Leitartikel Hier läuft etwas verkehrt
Man darf froh sein, dass so manches Vorgehen von Lehrerinnen und Lehrern an Schulen allenfalls noch in Erzählungen von Eltern an ihre Kinder existiert. Der Rohrstock ist Geschichte. Stundenlang in der Ecke zu stehen und gegen die Wand schauen zu müssen, ist übereinstimmend als entwürdigend gekennzeichnet.
Auch andere fragwürdige Methoden sind berechtigt nicht mehr existent, weil Unterricht nicht Unterwerfung heißt.
Nun aber hat sich in dieser Republik das Verhältnis ganz und gar ungesund verkehrt: Weg von der Wahrnehmung des Lehrers als Autorität mit Führungsaufgabe hin zu einem Schüler-Anspruch auf ein partnerschaftliches Verhältnis, in dem der Lehrer eine Dienstleistung erbringt, deren Rahmen und Regeln der Schüler bestimmt. Wenn das zur Regel wird, wird Schule scheitern.

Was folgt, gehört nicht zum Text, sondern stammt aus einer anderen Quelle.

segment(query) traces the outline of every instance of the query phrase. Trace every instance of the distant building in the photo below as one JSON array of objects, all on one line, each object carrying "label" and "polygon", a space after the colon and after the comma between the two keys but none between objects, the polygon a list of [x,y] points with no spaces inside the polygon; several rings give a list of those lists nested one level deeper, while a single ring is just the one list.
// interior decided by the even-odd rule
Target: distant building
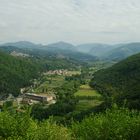
[{"label": "distant building", "polygon": [[25,93],[23,96],[23,103],[37,103],[37,102],[50,102],[53,100],[53,96],[51,95],[38,95],[32,93]]}]

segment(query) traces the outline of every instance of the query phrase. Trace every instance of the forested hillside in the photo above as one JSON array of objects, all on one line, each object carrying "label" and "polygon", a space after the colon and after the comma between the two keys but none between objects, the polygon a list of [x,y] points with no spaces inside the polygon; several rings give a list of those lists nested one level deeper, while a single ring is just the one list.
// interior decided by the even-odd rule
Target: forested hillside
[{"label": "forested hillside", "polygon": [[15,58],[0,52],[0,97],[9,93],[18,95],[20,88],[38,75],[41,66],[35,61]]},{"label": "forested hillside", "polygon": [[95,73],[91,85],[119,105],[140,109],[140,54]]}]

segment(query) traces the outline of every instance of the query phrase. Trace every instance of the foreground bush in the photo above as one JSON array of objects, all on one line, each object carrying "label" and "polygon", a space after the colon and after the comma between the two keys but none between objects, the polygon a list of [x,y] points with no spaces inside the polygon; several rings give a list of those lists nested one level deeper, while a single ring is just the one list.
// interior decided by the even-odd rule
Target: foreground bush
[{"label": "foreground bush", "polygon": [[70,133],[50,120],[36,122],[28,114],[0,113],[0,140],[69,140]]},{"label": "foreground bush", "polygon": [[28,113],[0,113],[0,140],[139,140],[140,113],[111,109],[92,114],[70,127],[53,119],[33,120]]},{"label": "foreground bush", "polygon": [[139,140],[140,114],[127,109],[112,109],[73,123],[73,135],[80,140]]}]

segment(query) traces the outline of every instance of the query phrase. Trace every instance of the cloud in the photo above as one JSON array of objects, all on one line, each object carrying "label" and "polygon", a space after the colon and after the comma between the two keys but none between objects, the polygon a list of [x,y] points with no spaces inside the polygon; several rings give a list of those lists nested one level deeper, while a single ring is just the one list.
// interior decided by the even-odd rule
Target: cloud
[{"label": "cloud", "polygon": [[139,41],[139,0],[0,0],[0,41]]}]

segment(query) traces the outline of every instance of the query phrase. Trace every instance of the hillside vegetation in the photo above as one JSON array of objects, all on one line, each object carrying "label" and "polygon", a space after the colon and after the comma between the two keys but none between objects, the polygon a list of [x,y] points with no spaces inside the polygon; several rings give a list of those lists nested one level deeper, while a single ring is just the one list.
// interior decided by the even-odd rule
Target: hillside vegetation
[{"label": "hillside vegetation", "polygon": [[128,107],[140,109],[140,54],[96,72],[91,85],[118,104],[126,99]]},{"label": "hillside vegetation", "polygon": [[111,109],[92,114],[69,127],[56,124],[53,118],[37,122],[29,113],[0,113],[2,140],[138,140],[140,114],[128,109]]},{"label": "hillside vegetation", "polygon": [[41,66],[35,61],[0,52],[0,97],[10,93],[18,95],[20,88],[29,85],[40,70]]}]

Und wenn das Gerichte wie jenes in Neuss nicht feststellen können, weil sie — wie gestern geschehen — zu dem Schluss kommen, der Lehrer habe den Schülern die Freiheit genommen, als er eine Strafarbeit trotz Unterrichtsschluss zu Ende bringen lassen wollte, dann zündet dieses Urteil die Lunte an der Bombe, die künftig in mancher Schule hochgehen wird. Schüler wissen anders als früher sehr viel mehr um ihre Rechte als um ihre Pflichten. Weil wir in einer Wissensgesellschaft leben, in der jeder mit einem Klick im Internet einen Katalog überschauen kann, in dem fein aufgeführt steht, was der Lehrer alles nicht darf. Man mag sich gar nicht ausdenken, mit welchem Hochmut mancher Schüler bald vor seinem Lehrer stehen wird — gerne dann mit dem Verweis auf ein Urteil wie jenes von gestern in Neuss.
Lehrer brauchen mehr Rückendeckung von Schulleitungen und Politik, offenbar auch von Gerichten. Die autoritären Peinlichkeiten der Vergangenheit sind längst aus dem Weg. Jetzt geht es darum, ein gesundes Maß an Respekt zu fördern, dass auch Schülern ganz sicher helfen wird. Am Ende sogar: selbst zu denken.